Geraldo & Antônio, uma dupla santa

Sílvio Ribas

Falar de Curvelo (MG) é, inevitavelmente, evocar São Geraldo. O santo, tão ligado à cidade, empresta seu nome à majestosa basílica dela, à fé de milhares de devotos e ao fluxo incessante de romeiros vindos de todos os cantos do Brasil — e até do exterior. A presença de São Geraldo está entranhada na cultura e na alma dos curvelanos, muitos dos quais batizados de Geraldo ou Geralda, como bênção familiar.

Mas há um curioso detalhe que nutre o mistério espiritual de Curvelo: o padroeiro oficial do município é outro santo, o português Santo Antônio, igualmente milagreiro, cujo nome era também o do padre Corvello, fundador da cidade e devoto fervoroso do franciscano lisboeta. Assim, a cidade tem por protetores dois santos que, embora distintos, parecem dividir o mesmo altar da devoção popular — uma dupla celestial que rende episódios saborosos.

Não foram poucos os visitantes ilustres que se confundiram com essa duplicidade. Recordo o então presidenciável Geraldo Alckmin, em 2006, que pediu a bênção ao “padroeiro São Geraldo” durante visita à basílica, repetindo a gafe cometida por Ulysses Guimarães, em 1989. O paulista, discípulo de Tancredo Neves na arte da prudência, ainda hoje cita a frase do saudoso estadista mineiro: “São Geraldo não abandona os seus devotos.” Tancredo dizia ter recebido uma graça do santo — tardia, mas generosa.

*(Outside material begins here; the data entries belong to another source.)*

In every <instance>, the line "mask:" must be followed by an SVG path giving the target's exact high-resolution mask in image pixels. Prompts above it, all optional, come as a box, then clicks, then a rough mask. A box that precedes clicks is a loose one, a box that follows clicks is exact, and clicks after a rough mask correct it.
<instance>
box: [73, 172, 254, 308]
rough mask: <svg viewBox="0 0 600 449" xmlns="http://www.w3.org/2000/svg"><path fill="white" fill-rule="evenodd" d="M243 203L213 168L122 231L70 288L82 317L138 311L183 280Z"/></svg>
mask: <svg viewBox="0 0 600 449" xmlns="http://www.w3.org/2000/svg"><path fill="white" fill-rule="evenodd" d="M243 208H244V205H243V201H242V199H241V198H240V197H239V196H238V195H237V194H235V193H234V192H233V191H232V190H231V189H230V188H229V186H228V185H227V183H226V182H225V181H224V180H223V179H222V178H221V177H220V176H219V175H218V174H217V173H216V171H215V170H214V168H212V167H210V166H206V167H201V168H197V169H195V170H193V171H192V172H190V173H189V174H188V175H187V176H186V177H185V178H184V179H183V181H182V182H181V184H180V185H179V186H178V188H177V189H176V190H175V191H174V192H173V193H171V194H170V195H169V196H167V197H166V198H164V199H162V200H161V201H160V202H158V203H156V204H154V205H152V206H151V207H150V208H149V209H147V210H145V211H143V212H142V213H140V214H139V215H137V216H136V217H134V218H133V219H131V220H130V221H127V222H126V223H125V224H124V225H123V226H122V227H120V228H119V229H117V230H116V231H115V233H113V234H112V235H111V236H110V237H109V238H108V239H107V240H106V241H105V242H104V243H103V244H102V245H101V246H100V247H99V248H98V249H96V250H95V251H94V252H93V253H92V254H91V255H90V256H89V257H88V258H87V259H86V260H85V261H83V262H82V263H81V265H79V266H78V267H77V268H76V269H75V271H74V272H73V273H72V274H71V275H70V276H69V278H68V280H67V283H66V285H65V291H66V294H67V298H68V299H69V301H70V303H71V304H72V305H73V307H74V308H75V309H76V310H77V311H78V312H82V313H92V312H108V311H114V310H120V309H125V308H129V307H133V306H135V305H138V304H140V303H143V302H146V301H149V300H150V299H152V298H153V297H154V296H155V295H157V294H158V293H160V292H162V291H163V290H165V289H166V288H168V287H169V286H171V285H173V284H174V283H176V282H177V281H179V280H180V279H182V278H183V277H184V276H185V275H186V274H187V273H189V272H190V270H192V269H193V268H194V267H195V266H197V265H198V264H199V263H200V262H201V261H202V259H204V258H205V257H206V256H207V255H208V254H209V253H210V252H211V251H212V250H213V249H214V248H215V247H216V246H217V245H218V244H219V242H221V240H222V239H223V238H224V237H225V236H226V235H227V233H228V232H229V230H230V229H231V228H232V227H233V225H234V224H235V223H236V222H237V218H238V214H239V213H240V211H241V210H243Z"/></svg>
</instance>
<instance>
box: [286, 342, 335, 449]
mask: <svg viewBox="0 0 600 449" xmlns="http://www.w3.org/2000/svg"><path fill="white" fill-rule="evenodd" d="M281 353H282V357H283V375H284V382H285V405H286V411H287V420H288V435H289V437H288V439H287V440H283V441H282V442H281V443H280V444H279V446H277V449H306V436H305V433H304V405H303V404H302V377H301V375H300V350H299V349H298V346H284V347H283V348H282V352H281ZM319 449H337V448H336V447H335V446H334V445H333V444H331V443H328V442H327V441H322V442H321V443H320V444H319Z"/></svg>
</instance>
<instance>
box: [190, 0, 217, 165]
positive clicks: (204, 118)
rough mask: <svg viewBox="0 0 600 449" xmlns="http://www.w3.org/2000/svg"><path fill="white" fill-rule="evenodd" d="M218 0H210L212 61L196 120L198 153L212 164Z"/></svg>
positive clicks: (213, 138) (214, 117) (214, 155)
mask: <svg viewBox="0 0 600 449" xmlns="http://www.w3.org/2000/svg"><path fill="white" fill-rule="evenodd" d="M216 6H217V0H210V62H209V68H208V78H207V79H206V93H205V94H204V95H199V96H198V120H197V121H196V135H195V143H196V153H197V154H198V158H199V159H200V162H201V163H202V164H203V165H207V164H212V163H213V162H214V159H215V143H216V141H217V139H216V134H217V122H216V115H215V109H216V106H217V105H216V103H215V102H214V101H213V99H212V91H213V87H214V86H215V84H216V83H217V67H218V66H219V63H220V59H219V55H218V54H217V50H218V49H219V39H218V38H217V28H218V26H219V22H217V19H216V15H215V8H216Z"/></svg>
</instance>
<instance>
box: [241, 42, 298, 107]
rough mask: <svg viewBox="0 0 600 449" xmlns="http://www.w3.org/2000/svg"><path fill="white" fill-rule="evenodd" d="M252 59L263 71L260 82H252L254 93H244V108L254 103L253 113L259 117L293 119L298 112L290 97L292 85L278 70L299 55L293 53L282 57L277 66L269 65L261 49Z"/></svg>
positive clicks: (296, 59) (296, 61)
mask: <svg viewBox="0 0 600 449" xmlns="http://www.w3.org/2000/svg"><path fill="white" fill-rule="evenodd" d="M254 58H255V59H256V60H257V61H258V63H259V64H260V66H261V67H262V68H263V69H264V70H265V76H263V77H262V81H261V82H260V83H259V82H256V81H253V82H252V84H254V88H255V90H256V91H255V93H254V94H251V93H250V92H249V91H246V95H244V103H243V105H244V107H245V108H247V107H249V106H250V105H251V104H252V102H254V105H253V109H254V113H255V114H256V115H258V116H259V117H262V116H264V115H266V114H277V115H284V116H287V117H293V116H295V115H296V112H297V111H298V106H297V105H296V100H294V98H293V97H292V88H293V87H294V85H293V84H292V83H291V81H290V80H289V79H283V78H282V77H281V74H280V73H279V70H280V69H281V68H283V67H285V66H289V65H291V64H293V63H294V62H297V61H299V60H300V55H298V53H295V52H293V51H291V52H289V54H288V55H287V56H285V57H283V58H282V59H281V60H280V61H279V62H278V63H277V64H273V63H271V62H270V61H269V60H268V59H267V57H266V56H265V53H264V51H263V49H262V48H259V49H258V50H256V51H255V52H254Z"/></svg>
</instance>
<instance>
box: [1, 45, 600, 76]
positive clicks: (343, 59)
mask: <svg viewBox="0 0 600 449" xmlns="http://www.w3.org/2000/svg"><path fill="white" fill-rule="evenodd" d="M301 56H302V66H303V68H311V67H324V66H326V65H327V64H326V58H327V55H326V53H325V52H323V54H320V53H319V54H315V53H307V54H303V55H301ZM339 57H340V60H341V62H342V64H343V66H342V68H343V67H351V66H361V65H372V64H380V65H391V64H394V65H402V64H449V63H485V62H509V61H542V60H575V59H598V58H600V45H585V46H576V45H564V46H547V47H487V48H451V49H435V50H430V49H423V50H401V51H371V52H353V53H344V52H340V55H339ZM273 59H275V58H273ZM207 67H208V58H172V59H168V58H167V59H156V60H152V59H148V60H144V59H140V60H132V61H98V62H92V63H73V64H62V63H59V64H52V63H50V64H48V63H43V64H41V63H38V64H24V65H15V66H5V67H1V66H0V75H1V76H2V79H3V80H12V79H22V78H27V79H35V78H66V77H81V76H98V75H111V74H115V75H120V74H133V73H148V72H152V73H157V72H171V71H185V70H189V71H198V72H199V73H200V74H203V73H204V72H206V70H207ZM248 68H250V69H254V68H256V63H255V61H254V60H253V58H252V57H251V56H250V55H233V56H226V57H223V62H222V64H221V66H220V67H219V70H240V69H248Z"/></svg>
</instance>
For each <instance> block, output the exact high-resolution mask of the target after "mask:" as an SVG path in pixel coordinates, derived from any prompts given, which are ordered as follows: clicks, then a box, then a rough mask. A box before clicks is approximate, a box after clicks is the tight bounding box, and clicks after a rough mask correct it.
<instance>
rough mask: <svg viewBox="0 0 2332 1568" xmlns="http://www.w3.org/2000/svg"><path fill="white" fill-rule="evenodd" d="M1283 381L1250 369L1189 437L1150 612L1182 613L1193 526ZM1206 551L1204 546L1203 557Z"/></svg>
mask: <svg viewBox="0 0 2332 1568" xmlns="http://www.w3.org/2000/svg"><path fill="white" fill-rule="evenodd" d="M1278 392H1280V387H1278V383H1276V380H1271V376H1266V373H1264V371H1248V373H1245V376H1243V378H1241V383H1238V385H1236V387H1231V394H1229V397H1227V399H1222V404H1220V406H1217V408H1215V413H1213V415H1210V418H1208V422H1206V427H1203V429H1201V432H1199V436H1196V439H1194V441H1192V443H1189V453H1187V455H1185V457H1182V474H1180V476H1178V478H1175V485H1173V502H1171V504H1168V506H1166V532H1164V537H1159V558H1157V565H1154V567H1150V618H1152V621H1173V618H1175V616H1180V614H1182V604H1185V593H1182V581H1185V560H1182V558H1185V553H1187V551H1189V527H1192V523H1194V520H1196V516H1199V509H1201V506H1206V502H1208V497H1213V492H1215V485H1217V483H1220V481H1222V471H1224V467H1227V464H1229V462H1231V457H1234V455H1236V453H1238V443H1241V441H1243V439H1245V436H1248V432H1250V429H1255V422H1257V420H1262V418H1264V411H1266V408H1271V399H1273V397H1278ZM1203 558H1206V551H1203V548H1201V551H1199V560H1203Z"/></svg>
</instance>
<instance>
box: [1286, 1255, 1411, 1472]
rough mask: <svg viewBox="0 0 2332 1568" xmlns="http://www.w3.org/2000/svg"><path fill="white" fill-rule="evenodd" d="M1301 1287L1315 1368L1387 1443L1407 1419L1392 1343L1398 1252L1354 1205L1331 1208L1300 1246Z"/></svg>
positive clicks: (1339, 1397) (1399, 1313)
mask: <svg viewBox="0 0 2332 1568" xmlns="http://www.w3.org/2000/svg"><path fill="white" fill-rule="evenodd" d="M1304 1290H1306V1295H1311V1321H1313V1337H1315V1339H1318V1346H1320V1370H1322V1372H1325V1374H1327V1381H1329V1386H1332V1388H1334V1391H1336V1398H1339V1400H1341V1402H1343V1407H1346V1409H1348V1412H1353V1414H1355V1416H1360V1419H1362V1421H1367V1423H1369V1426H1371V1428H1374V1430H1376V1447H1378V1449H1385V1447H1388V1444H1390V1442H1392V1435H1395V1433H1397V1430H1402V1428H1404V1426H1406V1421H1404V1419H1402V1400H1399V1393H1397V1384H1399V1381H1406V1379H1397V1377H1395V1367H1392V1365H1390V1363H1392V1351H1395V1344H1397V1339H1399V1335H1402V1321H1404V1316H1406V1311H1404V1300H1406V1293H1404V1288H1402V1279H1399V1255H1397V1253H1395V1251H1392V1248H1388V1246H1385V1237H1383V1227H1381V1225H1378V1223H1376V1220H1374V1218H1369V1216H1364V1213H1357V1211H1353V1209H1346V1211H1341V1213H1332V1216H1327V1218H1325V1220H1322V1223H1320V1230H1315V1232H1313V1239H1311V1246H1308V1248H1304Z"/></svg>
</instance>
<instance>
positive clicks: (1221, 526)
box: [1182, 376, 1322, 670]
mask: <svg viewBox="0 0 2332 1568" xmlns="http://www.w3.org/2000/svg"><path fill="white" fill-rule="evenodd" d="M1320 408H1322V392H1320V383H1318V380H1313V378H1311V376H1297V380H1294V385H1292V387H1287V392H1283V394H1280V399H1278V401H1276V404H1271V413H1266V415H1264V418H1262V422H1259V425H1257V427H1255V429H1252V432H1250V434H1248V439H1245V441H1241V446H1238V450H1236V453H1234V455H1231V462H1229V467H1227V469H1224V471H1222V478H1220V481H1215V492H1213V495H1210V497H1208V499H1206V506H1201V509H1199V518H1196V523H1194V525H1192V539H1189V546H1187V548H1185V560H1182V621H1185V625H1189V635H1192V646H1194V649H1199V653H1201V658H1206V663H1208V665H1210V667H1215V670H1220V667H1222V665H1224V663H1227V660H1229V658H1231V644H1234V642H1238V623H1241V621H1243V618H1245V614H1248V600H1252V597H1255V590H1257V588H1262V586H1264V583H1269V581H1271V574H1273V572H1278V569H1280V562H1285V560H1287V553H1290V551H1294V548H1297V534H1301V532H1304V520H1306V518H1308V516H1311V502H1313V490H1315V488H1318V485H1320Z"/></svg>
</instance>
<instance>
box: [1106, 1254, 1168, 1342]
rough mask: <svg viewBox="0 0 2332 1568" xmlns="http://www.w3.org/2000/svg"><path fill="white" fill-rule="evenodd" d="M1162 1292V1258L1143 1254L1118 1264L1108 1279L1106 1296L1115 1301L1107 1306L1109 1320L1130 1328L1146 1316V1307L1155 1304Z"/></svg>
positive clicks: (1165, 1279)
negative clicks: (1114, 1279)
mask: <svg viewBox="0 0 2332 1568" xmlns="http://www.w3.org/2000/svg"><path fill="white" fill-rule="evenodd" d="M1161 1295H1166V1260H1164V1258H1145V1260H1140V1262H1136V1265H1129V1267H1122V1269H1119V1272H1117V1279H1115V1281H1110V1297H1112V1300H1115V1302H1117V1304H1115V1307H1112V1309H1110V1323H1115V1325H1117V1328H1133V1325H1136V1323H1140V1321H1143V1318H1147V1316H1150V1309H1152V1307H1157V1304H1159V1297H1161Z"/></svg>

Entre as histórias pitorescas que guardo, está também a do falecido padre Elberth Tolentino, da Matriz de Santo Antônio. Certa vez, subiu ao palco durante um show do padre Fábio de Melo para corrigir o cantor, que saudara “o padroeiro São Geraldo”. “Tive de ir lá defender o meu santo”, dizia ele risonho, num daqueles gestos típicos de quem serve ao Altíssimo com amor e humor.

Em 2022, Curvelo celebrou os 300 anos da chegada do padre Antônio Corvello de Ávila e da imagem do seu santo de devoção com a inauguração de uma estátua nos fundos da Matriz, no meio da principal avenida da cidade. Já a devoção a São Geraldo vem dos anos 1920, quando redentoristas e fiéis decidiram erguer um santuário monumental no coração de Minas, com mármore de Carrara e uma imagem de madeira trazida da Itália. A fama dos milagres logo transformou o lugar em ponto de peregrinação internacional, e a Basílica de São Geraldo tornou-se o maior templo dedicado ao santo.

Hoje, os padres redentoristas zelam por esse espaço sagrado, que acolhe multidões todos os anos em agosto, mês das romarias e das promessas cumpridas. Ônibus chegam de todos os cantos, e a cidade se veste de festa e transborda hospitalidade, misturando baladas de sinos e fogos, orações e cantorias.

Santo Antônio de Lisboa, nascido em 1195, foi frade franciscano, teólogo e pregador notável. É lembrado por sua eloquência, pela devoção à Virgem Maria e, no imaginário popular, por ser o “santo casamenteiro”. Já São Gerardo Maiella (nome original), nascido em 1726 na região da Basilicata, dedicou a vida à oração e à caridade, tornando-se o protetor das mães e das crianças. Ambos são gigantes da fé — e, em Curvelo, convivem como bons irmãos do céu.

Eu, que comi o pão que Deus amassou na festa de Santo Antônio e a maçã do amor na quermesse de São Geraldo, guardo por ambos sincera devoção. Quantos objetos perdidos encontrei após soltar uma conhecida interjeição local: São Geraldo! Foram eles que ensinaram à minha terra o milagre de viver entre o humano e o divino, entre o altar e o arraial, entre o longe e o perto. E é com orgulho que digo: nasci em uma cidade com dois guardiães no Céu — juntos no coração e na fé de um povo.